Aber hier irren viele Einzelhändler. Datenerhebungen aus Deutschland, Österreich Quelle: Bundesministerium fur Verkehr, Innovation und Technologie Österreich: Fusverkehr in Zahlen. Daten, Fakten und Besonderheiten. Wien 2012, S. 99 und Großbritannien ergeben immer das gleiche Bild: Händler unterschätzen den Anteil der Kundschaft, der zu Fuß kommt. Und sie überschätzen die im Auto.

Gehen belebt das Geschäft
Einkaufen funktioniert ziemlich schlecht durchs Autofenster, auf dem Fahrrad oder im fahrenden Bus. Mindestens die letzten Meter zum Regal und zur Kasse gehen fast alle zu Fuß. Aber viele Händler glauben: nur die letzten Meter; den Weg bis kurz vor die Ladentür würden die meisten mit dem Auto bewältigen. Parkplätze seien rings ums Geschäft wichtiger als gute Gehwege.
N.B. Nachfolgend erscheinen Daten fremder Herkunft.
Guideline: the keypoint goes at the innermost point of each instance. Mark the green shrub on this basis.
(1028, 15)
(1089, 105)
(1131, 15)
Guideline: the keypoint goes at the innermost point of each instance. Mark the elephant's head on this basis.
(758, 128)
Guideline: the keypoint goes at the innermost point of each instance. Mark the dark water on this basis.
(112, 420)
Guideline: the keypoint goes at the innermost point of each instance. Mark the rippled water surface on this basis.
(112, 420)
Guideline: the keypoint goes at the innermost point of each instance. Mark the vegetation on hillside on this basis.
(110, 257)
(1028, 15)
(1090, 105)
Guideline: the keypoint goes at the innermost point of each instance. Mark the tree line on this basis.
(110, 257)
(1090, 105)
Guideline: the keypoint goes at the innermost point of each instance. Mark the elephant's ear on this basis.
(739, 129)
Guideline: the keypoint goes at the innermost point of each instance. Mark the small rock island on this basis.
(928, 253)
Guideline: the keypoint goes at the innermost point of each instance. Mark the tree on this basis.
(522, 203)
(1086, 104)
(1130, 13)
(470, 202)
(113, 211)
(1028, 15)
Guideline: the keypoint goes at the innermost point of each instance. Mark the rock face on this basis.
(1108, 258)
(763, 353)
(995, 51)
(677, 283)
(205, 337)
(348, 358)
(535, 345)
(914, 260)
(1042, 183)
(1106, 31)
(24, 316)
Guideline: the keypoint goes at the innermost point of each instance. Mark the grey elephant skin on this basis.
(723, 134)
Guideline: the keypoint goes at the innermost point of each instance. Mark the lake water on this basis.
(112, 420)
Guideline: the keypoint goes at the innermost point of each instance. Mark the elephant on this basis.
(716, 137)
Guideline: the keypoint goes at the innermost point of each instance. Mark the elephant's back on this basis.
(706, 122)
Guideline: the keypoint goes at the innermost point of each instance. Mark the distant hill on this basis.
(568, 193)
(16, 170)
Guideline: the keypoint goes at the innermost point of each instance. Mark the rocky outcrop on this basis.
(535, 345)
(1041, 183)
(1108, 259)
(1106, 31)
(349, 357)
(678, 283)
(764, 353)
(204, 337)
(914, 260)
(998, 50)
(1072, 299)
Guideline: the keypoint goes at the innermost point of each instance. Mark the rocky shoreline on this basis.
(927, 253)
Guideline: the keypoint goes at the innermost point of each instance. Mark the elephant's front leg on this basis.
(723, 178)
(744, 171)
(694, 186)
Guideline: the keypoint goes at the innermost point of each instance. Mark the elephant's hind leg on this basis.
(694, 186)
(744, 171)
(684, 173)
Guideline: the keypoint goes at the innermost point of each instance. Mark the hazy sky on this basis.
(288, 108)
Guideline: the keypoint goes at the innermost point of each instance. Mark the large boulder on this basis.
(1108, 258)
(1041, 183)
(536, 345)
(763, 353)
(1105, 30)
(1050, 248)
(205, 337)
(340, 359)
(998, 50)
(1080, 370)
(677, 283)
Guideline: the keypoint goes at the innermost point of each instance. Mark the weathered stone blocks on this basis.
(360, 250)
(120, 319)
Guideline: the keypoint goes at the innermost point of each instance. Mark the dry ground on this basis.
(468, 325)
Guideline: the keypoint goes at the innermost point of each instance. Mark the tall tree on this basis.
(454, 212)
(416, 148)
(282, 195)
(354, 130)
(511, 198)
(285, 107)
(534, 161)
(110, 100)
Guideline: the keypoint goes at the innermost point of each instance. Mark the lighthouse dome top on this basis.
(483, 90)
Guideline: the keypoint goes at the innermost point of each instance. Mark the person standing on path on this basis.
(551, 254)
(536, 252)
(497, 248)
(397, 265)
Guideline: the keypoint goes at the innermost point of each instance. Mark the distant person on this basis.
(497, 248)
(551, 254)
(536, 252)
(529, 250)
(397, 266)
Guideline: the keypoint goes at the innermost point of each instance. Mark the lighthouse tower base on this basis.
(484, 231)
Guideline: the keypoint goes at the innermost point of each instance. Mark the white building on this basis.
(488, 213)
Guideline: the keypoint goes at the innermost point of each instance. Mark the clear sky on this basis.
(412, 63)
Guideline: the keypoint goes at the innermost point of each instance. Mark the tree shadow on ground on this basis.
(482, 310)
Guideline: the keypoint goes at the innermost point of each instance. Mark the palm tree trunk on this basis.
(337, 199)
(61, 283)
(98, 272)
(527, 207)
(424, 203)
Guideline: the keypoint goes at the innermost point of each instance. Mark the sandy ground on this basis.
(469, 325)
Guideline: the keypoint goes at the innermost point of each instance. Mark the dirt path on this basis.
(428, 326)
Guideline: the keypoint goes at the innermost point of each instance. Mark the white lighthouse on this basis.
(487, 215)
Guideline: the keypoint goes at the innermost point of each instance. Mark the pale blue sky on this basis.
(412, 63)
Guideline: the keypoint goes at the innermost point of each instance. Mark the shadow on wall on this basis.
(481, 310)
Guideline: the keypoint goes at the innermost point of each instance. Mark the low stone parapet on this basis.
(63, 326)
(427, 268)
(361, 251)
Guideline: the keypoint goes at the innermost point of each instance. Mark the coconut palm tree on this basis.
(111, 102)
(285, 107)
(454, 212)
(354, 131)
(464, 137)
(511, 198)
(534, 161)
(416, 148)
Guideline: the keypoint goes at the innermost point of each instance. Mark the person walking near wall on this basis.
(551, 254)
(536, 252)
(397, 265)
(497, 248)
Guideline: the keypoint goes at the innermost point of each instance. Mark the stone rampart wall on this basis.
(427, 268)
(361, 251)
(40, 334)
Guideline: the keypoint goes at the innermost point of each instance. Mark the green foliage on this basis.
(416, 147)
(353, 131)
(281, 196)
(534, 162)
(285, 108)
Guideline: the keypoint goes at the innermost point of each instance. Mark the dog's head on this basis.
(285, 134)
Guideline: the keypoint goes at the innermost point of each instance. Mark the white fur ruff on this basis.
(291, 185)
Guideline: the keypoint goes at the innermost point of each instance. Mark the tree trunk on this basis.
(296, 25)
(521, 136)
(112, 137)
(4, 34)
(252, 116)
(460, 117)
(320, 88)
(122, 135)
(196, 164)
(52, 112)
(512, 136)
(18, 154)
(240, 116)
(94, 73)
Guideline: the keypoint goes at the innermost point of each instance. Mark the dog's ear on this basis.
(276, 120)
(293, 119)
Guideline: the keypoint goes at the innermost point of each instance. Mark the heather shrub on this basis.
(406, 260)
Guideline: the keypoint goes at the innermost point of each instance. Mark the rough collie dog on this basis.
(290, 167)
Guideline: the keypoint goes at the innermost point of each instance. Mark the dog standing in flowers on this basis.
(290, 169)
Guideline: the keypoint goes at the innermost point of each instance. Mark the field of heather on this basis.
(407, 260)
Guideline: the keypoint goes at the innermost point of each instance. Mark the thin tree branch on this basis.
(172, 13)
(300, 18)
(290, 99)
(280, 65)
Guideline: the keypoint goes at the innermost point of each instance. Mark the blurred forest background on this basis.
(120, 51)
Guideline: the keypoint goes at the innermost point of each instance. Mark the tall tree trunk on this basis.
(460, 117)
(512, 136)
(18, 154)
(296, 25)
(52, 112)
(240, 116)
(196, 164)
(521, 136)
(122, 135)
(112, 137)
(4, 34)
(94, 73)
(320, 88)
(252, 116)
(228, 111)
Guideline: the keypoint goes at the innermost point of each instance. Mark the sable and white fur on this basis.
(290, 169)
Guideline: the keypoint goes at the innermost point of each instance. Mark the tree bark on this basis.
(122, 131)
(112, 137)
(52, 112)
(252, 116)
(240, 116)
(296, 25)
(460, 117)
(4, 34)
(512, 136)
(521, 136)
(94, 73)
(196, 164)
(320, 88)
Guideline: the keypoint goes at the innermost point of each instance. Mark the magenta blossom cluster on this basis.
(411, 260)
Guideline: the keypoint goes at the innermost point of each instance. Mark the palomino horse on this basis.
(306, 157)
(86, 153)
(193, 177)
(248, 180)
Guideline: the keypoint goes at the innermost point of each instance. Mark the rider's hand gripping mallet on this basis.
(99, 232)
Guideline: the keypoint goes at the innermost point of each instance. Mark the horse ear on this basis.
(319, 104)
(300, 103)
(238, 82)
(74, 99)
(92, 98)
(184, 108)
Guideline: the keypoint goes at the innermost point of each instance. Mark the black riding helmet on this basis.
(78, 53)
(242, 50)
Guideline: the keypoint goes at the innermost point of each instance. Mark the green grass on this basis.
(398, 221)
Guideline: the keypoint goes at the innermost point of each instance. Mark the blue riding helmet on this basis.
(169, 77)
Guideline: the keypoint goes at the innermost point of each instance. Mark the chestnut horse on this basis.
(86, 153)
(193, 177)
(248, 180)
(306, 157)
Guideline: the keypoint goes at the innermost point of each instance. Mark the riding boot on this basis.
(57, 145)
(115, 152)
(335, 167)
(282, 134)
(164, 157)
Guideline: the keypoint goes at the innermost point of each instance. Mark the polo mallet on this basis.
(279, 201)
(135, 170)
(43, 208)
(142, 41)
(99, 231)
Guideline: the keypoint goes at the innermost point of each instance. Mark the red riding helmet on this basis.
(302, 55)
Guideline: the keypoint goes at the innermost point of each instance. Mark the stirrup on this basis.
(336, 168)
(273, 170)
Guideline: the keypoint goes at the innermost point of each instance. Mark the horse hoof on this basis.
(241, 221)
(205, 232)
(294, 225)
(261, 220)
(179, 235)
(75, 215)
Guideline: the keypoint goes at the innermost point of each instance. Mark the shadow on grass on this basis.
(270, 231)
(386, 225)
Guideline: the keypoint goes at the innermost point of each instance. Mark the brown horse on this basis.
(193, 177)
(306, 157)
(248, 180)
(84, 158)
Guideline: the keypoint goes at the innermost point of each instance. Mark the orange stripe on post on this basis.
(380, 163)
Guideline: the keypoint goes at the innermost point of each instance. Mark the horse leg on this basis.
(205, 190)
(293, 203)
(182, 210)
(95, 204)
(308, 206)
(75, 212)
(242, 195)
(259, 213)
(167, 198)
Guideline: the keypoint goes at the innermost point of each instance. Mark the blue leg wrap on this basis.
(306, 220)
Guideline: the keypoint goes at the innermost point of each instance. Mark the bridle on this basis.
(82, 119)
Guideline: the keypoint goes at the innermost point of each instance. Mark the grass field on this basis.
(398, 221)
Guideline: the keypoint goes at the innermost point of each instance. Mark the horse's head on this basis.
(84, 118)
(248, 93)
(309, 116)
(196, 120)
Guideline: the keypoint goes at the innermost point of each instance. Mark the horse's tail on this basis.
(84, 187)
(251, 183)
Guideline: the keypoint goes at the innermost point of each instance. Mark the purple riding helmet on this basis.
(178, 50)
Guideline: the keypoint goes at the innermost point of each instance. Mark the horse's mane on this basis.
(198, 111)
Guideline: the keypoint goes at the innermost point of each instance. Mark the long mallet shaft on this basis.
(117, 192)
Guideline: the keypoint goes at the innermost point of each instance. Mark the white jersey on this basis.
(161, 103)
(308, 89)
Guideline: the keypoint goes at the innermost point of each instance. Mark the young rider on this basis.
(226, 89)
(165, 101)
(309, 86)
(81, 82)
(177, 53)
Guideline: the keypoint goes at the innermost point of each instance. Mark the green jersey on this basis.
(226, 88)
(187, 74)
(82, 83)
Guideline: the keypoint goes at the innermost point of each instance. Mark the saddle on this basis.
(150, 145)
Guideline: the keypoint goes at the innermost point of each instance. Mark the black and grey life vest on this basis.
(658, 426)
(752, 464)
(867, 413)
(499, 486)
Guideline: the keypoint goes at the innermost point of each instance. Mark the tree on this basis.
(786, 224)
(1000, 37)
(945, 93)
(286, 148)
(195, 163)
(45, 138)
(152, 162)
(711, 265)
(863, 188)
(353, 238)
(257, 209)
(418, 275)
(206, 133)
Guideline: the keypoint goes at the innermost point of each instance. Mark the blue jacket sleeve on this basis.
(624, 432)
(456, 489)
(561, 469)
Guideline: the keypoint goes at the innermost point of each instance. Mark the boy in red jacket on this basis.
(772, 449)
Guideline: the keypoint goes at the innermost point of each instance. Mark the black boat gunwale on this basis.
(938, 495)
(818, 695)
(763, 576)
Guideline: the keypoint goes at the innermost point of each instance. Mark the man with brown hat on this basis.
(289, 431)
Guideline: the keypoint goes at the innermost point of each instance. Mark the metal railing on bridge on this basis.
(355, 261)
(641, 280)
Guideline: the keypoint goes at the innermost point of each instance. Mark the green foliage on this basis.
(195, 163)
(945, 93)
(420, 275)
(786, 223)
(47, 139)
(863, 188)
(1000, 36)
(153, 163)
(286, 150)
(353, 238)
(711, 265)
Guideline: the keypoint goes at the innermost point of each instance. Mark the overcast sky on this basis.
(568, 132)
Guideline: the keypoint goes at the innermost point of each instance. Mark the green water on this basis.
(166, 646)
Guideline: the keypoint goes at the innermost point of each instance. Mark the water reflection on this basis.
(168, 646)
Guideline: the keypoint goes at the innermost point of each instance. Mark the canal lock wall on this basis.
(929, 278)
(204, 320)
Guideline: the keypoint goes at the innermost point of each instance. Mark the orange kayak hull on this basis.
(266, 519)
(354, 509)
Überschätzte Autokundschaft
Denn auch kühl kalkulierenden Kaufleuten passiert der gleiche Fehlschluss wie allen Menschen: Sie schließen von sich auf andere. Viele fahren selbst mit dem Auto zu ihrem Laden – und genau diese Gruppe überschätzte den Anteil der Auto-Kundschaft. In Berlin schätzten sie den Anteil der Kunden, die das ebenfalls tun, auf 22 Prozent. Tatsächlich waren es 7 Prozent. In Wien war das Verhältnis ähnlich: An 28 Prozent Auto-Kundschaft glaubten die Kauffrauen und -männer, zehn Prozent waren es in Wirklichkeit. In Deutschland glaubten befragte Ladeninhaber, ein Großteil ihrer Kundschaft komme aus der Ferne – 87 Prozent hätten längere Wege als einen Kilometer gehabt. Tatsächlich waren es aber nur 49 Prozent; eine knappe Mehrheit kam aus der Nähe.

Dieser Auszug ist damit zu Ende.